LES NEGRIERS EN TERRES D'ISLAM
la premiere traite des Noirs VIIe - XVIe siècle Jacques Heers

LA GRANDE CHASSE
Les raids des musulmans : l'Egypte, le Maghreb et les oasis

« Les janissaires et autres soldats turcs, en garnison au pays d'Egypte, s'associent en certain temps de l'année plusieurs ensemble et, prenant des guides et provisions de vivres, s'en vont au désert de Libye, à la chasse de ces nègres. On leur baille au Caire, lorsqu'ils sont mis en vente, une pièce de toile qui leur couvre les parties honteuses . »


Au sud de la Nubie et à l'ouest de l'Ethiopie, le trafic des esclaves du Darfur, absolument crucial pour l'économie des sultans musulmans, résultait soit des ventes par les trafiquants installés sur place, Arabes pour la plupart, qui ne pratiquaient que d'assez pauvres razzias sur les villages des environs, soit des raids directement placés sous l'autorité du sultan du Caire. Ces chasses aux hommes se pliaient à des règles parfaitement définies, impliquant des accords constants entre le pouvoir, les notables et les marchands. Celui qui prenait la tête d'une razzia, d'un ghazwa, devait d'abord solliciter la salatiya, autorisation du sultan. Celui-ci définissait très exactement le territoire de chasse et prenait, en quelque sorte, les chasseurs et les négociants sous sa protection.

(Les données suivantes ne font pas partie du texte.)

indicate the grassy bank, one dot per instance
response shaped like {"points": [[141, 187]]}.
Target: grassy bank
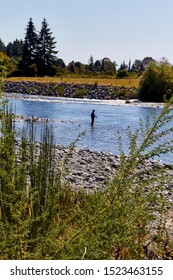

Il prêtait une escorte armée et interdisait à d'autres d'aller courir aux Noirs dans les mêmes pays. Le chef de raid avait tous pouvoirs, disposait de la même autorité que le sultan dans ses villes et ses Etats et, effectivement, on le disait bien sultan al-ghazwa, « sultan » maître du raid. Il réunissait ses fidèles, plus ou moins nombreux selon sa renommée, en fait selon le succès de ses entreprises les années précédentes, et négociait avec des groupes de marchands qui fournissaient les vivres nécessaires à de longs jours de route contre l'engagement de recevoir, en échange, un certain nombre de captifs. Chaque année le sultan autorisait plusieurs dizaines de razzias, jusqu'à soixante parfois; les hommes partaient avant les pluies, de juin à août, et suivaient toujours, sans s'en éloigner, une route fixée à l'avance, tant pour l'aller que pour le retour. Les contrats souscrits par les négociants stipulaient que ceux qui accompagnaient le raid très loin dans le Sud et se chargeaient de convoyer les captifs jusque sur les marchés des villes en recevraient deux fois plus que ceux qui attendaient simplement le retour de la razzia dans le Nord... Les Noirs surpris n'étaient certainement pas en mesure de résister les armes à la main et l'on savait qu'une bonne expédition pouvait ramener de cinq à six cents esclaves. Le plus souvent les chasseurs opéraient, en toute quiétude, dans la région même du Darfur, plus particulièrement au sud et au sud-ouest. D'autres se risquaient beaucoup plus loin et l'on parle d'hommes qui demeurèrent six mois en route avant de renoncer, ayant atteint un fleuve qu'ils n'osèrent franchir.